Hospitalization should be symptom-based rather than disease-specific. It
matters not if disease is a consequence of Covid-19, SARS or bacterial
infection - in all cases the individual needs hospitalization and observation.

We should focus on what remains: managing the outbreak. People fall into two
categories:

\- Those who can easily die from this flu (or some other flu, e.g., SARS): the
elderly, the immune-compromised, those with cardiovascular disease, diabetes,
chronic respiratory diseases, and cancer.

\- Everyone else.

The hospital care gatekeepers' protocol:

Those patients who exhibit signs of the terminal phase of flu/pneumonia should
be quarantined: hospitalized, observed and treated until they are out of
danger (or die). This is the phase where specialized drugs: antivirals,
antiinflammatories et al are used.

Those patients who do not exhibit signs of the later phase of flu/pneumonia
should be sent home with instructions.

It seems that this is well within our capabilities: we have the knowledge to
manage the outbreak, we have the skills and we have the hospital beds. If we
need more hospital beds it should be easy to turn various facilities into
temporary hospitals in short order. We have organizations that do this for
other disasters: tornadoes, hurricanes, floods, etc.

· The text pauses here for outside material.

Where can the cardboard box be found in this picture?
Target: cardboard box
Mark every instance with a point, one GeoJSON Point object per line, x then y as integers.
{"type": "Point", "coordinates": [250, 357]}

Passengers on cruise ships should be examined by gatekeepers and either
released or hospitalized.

I've got friends calling and panicking over this unnecessarily. I see people
on TV saying "We don't even have tests!" when tests IMO are not necessary.

We have all we need to handle this - let's do it.

------
haroldhues
I find the guidance for buying a face mask somewhat contradictory. Don't buy
one if you are not sick, but if you think your sick the CDC recommends wearing
a mask in to see the doctor... When do you buy one then?